Broad access to our cultural legacy or “better dead than read”: A new EU Directive that is now being discussed in the European Parliament will decide whether to rescue millions of forgotten “orphan works”


It´s hard to imagine that some people would snugly sit back while a big part of our unaccessible historic heritage is lost or, even worse, actively fight against the only viable means of protecting it: digital archiving.


During the 1950´s some  fervent coldwarriors insisted that it was much better to be “dead than red”. Today, on a very different level, a similar philosophy is being put forward by copyright fundamentalists, a few EU member states like France and by some lobbyist-cum-civil servants at the European Commission, in particular at the Directorate General of Internal Market headed by Michel Barnier. They would prefer that millions of books, songs, films, illustrations and photographs were dead, lost for ever, than risk any serious flexibilization or exception to EU copyright laws that would facilitate mass digitization and, thus, social access to “orphan works”, out of circulation works whose authors are unknown or not found.


These hard-liners expound the deeply flawed strategy of “cultural scarcity”: the fewer works accessible to the public, the better for the the “cultural industry” . Instead of massively liberating these forgotten works for the sake of knowledge and innovation, these peculiar “defenders of culture” would prefer to apply “passive euthanasia” by just letting the paper flake, the celluloid disintegrate and the sound recordings fade. Instead of legally allowing mass digitization through easy author search mechanisms, balanced public-private partnerships and clear limits on possible claims and renumeration, the copyright lobby and their political mouthpieces are erecting tall barricades against the advance of any rational mass recuperation of orphan works.
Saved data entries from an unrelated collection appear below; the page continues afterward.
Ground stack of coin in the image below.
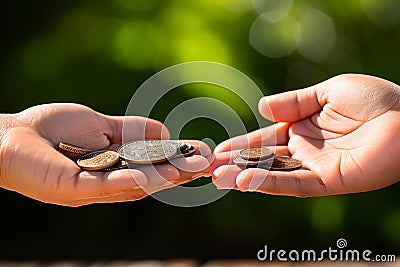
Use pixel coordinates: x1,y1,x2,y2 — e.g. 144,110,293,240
233,147,275,168
234,146,302,171
58,140,196,171
118,140,195,164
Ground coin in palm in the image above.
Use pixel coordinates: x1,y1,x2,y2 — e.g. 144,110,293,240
118,140,177,164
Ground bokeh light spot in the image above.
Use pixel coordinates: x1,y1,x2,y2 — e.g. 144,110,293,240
251,0,293,16
361,0,400,29
249,13,300,58
215,0,254,13
297,10,336,63
173,32,232,64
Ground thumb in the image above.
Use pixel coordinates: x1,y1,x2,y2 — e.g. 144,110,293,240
102,115,170,143
258,80,328,122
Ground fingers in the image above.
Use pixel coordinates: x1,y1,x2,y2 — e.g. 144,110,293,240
70,142,211,206
213,166,328,197
258,82,328,122
72,169,148,197
213,122,291,153
66,155,210,206
236,169,327,197
68,189,149,206
1,126,209,206
213,165,242,189
61,140,211,206
169,155,210,177
103,115,170,143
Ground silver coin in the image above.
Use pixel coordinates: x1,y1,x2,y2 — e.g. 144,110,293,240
118,140,177,164
169,140,188,151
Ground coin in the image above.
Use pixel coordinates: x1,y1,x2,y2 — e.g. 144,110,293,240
170,140,188,151
233,155,274,168
118,140,177,164
270,156,302,171
58,143,91,159
175,143,196,157
101,159,128,172
77,150,120,171
239,147,274,161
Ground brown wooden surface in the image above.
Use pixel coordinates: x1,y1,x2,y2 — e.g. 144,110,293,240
0,260,399,267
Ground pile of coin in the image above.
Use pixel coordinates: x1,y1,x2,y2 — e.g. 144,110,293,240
58,140,196,171
234,146,302,171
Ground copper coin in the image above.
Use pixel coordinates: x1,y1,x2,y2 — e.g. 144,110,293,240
101,159,128,172
77,150,120,171
174,144,196,158
58,143,91,159
118,140,177,164
270,156,302,171
239,147,274,161
233,155,274,168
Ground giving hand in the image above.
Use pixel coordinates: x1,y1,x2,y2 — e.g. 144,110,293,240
0,103,210,206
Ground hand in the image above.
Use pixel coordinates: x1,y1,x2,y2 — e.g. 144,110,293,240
212,74,400,197
0,103,210,206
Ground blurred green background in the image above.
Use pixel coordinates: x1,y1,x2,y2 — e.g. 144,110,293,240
0,0,399,261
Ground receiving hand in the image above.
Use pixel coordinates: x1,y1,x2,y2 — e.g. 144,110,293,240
212,74,400,197
0,103,210,206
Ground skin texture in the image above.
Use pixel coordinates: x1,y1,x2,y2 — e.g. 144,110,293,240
0,103,211,206
212,74,400,197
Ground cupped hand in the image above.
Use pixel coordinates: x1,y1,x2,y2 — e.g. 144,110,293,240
0,103,210,206
212,74,400,197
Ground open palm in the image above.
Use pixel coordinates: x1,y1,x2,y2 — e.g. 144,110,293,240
0,103,210,206
213,74,400,197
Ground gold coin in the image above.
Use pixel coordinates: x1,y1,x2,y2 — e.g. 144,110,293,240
77,150,120,171
239,147,274,161
58,142,91,159
101,159,128,172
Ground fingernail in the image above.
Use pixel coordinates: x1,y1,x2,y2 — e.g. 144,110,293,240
213,171,236,190
213,166,225,177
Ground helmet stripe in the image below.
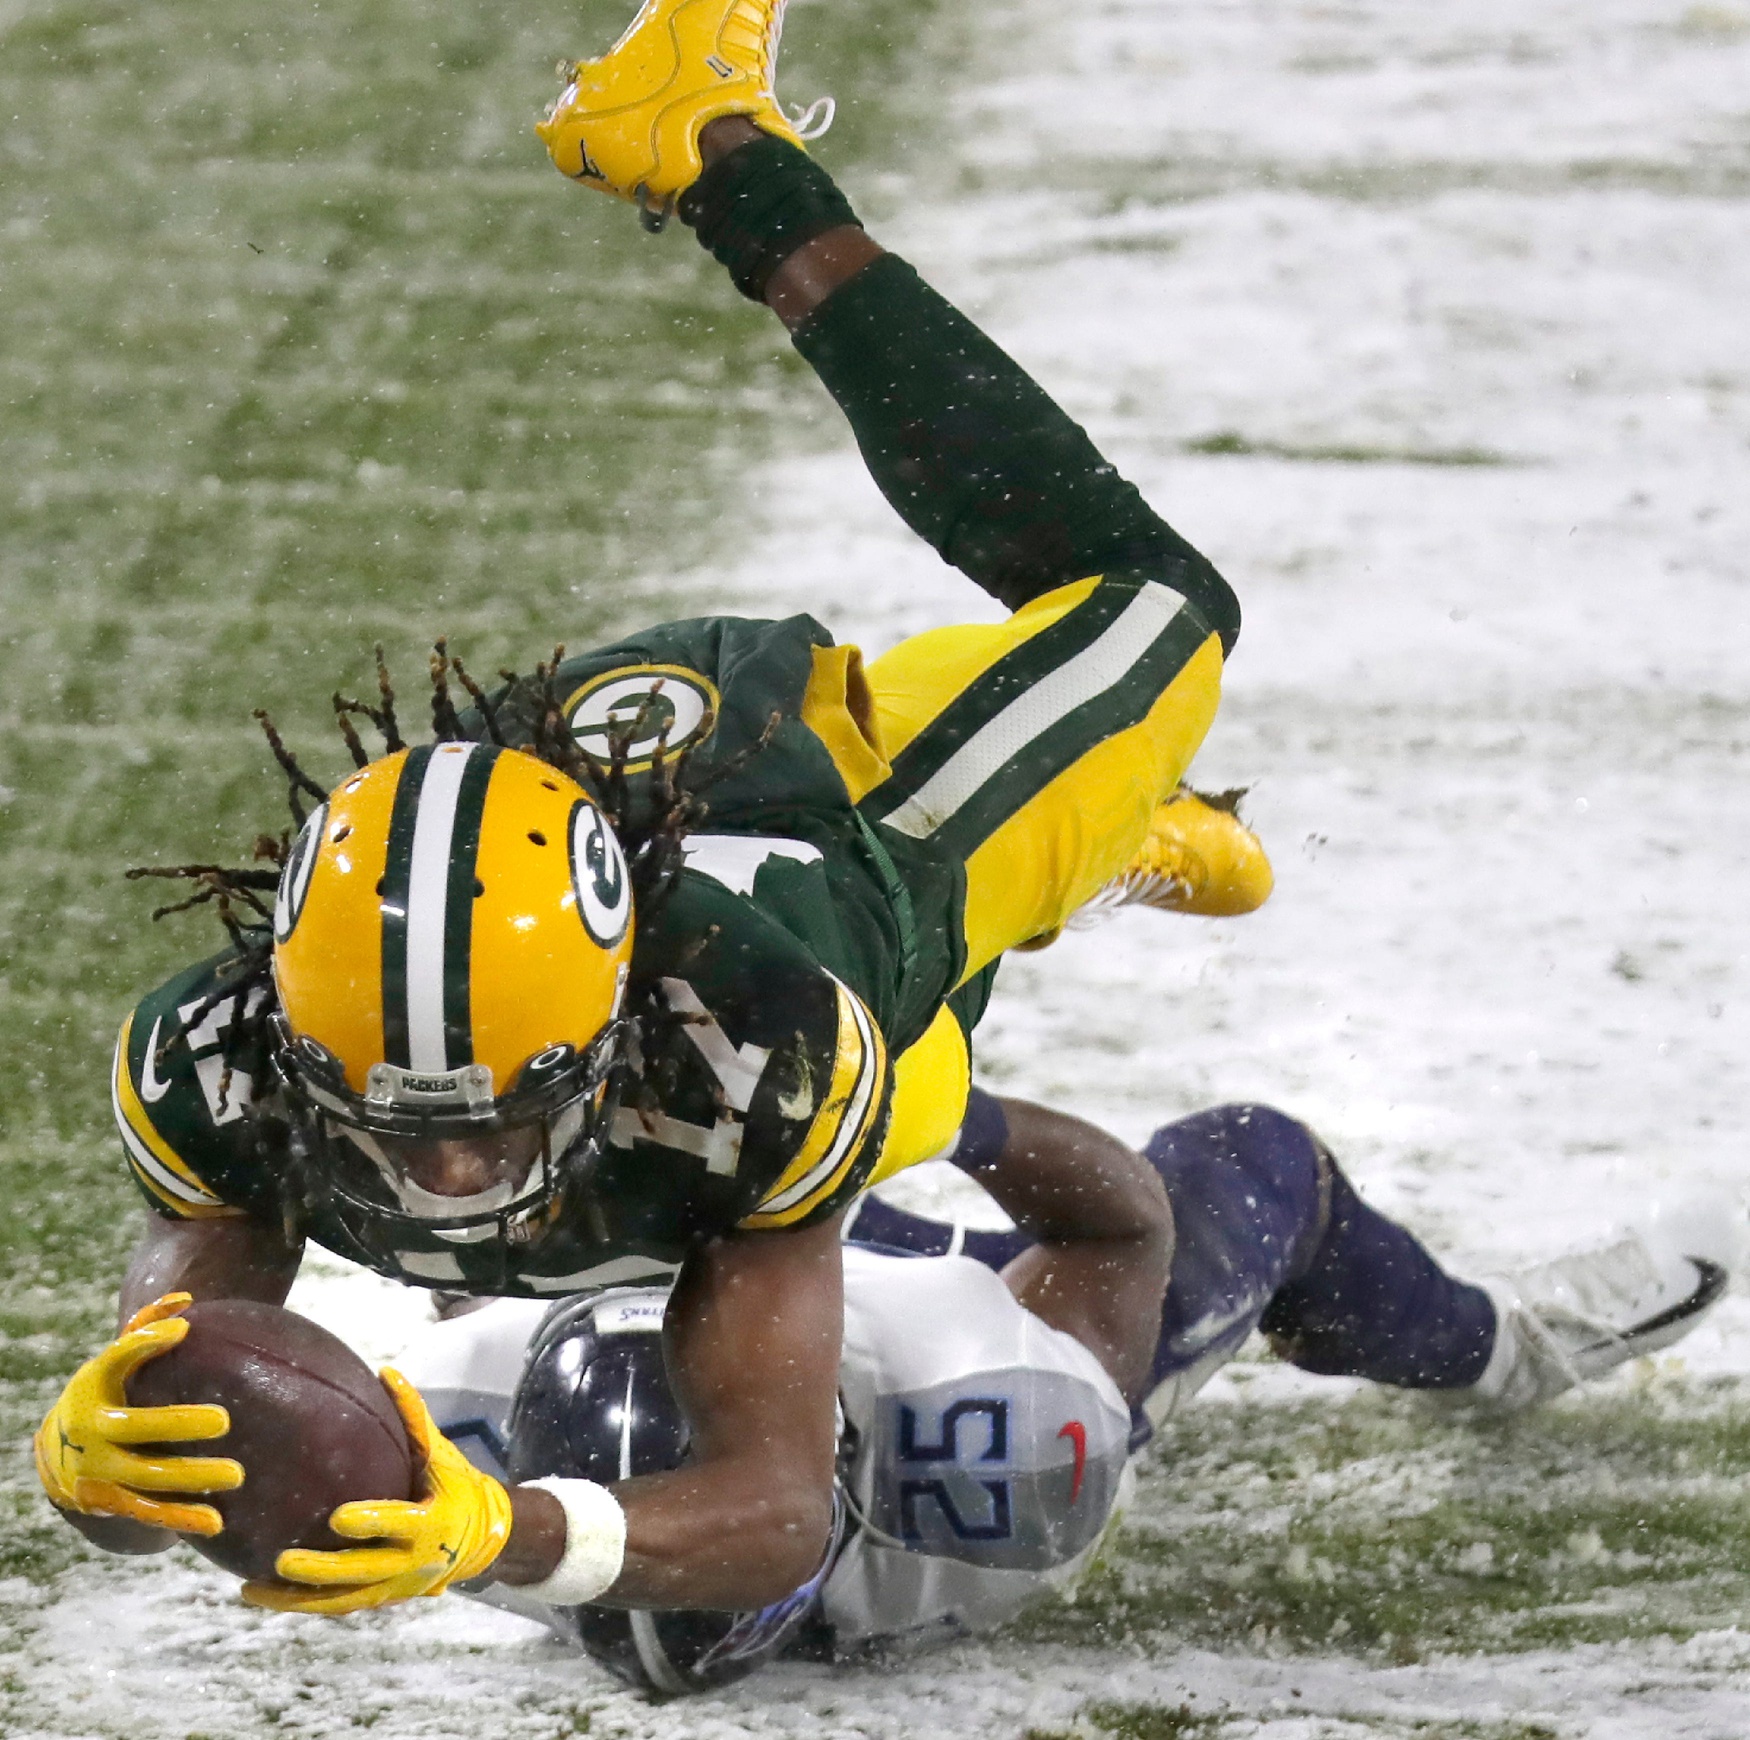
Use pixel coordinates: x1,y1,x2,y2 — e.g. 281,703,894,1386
379,744,434,1070
402,742,489,1073
439,745,498,1068
379,741,497,1074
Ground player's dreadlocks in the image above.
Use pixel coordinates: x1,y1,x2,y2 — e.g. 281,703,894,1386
129,641,779,1239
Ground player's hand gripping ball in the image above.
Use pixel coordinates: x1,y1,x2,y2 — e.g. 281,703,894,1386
123,1298,419,1582
241,1367,513,1615
34,1291,243,1536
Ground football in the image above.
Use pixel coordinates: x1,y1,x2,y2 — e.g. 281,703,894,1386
127,1299,416,1582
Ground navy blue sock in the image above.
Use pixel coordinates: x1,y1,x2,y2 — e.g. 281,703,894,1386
947,1086,1010,1174
1261,1163,1496,1389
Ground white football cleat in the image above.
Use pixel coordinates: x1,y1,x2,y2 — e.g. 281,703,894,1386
1462,1196,1735,1413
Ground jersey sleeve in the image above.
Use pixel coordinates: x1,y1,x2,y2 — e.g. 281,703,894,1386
113,1012,245,1218
111,957,272,1221
737,972,891,1230
607,869,894,1239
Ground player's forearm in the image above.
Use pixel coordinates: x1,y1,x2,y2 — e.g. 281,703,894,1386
118,1214,304,1330
496,1463,833,1609
965,1096,1174,1400
1000,1240,1168,1402
977,1097,1175,1248
493,1218,847,1609
611,1465,832,1607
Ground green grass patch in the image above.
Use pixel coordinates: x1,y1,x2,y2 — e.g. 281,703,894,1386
1182,431,1513,467
1025,1699,1230,1738
0,0,945,1599
1013,1378,1750,1662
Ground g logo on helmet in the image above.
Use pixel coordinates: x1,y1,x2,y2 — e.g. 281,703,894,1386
274,802,328,943
569,801,631,947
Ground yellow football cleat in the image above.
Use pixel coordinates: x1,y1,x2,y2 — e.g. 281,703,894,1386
1014,788,1272,951
1096,786,1274,920
535,0,823,224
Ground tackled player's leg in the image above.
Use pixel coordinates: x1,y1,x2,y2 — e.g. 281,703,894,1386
856,1089,1733,1426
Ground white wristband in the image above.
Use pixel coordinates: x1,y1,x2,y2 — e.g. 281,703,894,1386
514,1478,627,1606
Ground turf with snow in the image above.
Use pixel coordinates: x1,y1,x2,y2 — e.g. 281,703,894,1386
2,0,1748,1733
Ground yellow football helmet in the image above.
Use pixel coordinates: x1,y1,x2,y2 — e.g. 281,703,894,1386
270,742,634,1252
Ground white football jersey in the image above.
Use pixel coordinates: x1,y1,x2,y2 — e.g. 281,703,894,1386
824,1246,1132,1644
393,1294,551,1479
392,1247,1132,1646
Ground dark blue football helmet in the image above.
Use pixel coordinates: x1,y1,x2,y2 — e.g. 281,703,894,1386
506,1287,843,1695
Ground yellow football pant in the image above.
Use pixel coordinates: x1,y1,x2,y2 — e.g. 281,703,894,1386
823,574,1225,1184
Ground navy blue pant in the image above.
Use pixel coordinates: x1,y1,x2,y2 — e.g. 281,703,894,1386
845,1093,1496,1398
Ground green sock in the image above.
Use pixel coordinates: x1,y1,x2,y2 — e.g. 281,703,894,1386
794,254,1237,640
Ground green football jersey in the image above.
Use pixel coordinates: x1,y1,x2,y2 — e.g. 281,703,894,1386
113,613,975,1297
486,613,970,1048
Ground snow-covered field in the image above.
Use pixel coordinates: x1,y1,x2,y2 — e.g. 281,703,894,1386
5,0,1749,1733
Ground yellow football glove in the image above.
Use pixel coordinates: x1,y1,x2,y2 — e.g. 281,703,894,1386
241,1367,513,1616
34,1291,242,1536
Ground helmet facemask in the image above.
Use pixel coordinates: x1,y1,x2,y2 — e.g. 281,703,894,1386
273,1015,626,1255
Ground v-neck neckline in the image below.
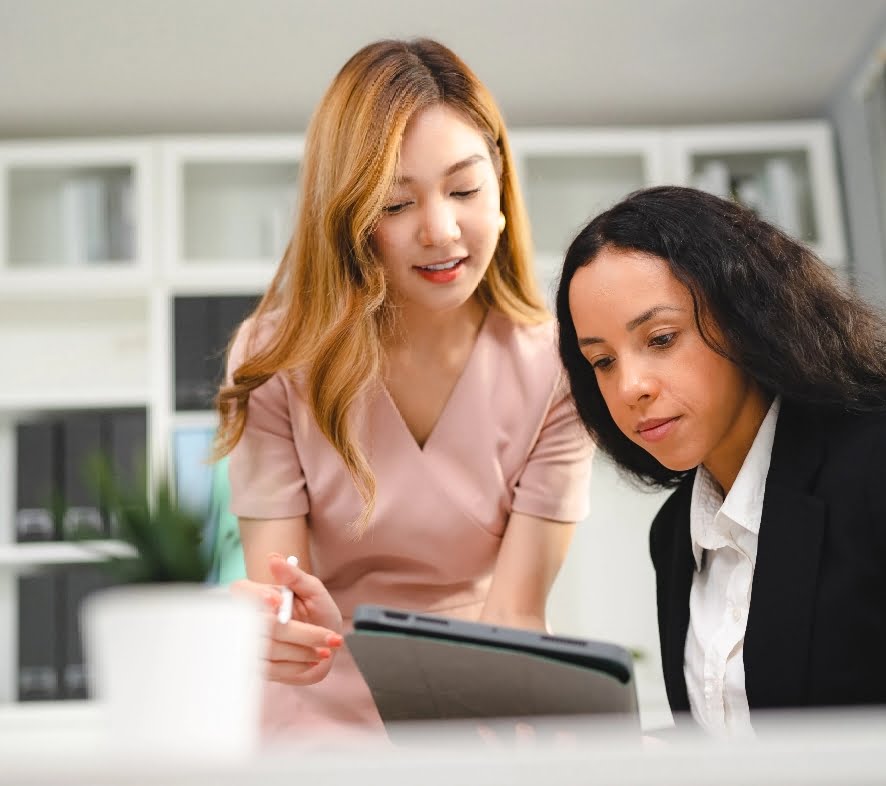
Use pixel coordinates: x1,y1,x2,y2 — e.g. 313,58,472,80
380,309,494,454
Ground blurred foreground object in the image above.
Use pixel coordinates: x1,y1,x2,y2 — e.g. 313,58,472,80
78,464,263,758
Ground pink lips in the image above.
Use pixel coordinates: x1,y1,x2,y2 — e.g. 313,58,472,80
413,258,465,284
636,416,681,443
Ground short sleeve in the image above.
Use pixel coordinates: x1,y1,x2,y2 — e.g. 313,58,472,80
226,322,310,520
510,376,594,523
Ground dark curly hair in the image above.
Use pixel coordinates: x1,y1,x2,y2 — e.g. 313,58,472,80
556,185,886,489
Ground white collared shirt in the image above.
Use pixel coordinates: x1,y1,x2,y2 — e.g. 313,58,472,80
684,397,781,737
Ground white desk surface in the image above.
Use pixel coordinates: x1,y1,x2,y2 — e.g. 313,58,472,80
0,702,884,786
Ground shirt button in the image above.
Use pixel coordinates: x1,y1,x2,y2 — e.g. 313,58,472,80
732,607,743,622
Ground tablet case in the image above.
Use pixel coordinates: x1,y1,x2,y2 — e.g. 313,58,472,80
346,605,638,723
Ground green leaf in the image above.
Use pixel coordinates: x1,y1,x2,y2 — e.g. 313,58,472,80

The battle lines are drawn in the European Parliament that shall be making some very clear choices over the next few weeks. On one side stands the broad public interest of libraries, consumers, researchers, educators and new innovative cultural businesses. On the other side the negative agenda of “the worse, the better ” coalition of traditional rights holders, some collecting societies and a few self-assigned ideologues of ” the moral rights of artists”.


It is more urgent than ever that the point of view of broad public interest be heard loud and clear in Brussels. Hundreds of amendments have been tabled and will be considered next week by the Rapportuer De Geringer in the European Parliament´s Judicial Committee.


Below is a summary of some of the clear options that MEPs shall decide on in the coming weeks (more information on the concrete amendments is forthcoming):



1. Liberating millions of orphan works for mass digitization or just individual access to concrete works.


2. Quick and easy “diligent search” or expensive, tortuous and long search of works fractioned by different authors, illustrators or designers.


3. Wide orphan works access to audio, photographs, journalism and film or a narrow scope limited to books.


4. Clear limits and thresholds to liability for fair renumeration or open-ended, expensive legal battles that inhibit use of orphan works. “fair” and “related to use”


5. EU Legislation based on existing frameworks for exceptions and limitations to copyright or a new restrictive, regressive interpretation of the legal scope of EU copyright law.


6. Opening up the potential of public-private partnerships for mass digitization of orphan works with legal flexibility or a rigid moulding of legislation for sole public funding of orphan works digitization.


7. Liberating orphan works for a wide range of uses for cultural access, innovation and artistic creation or narrowly defining the uses of orphan works only for “public service” and cultural heritage institutions.


The voice of public interest and access to knowledge must be heard!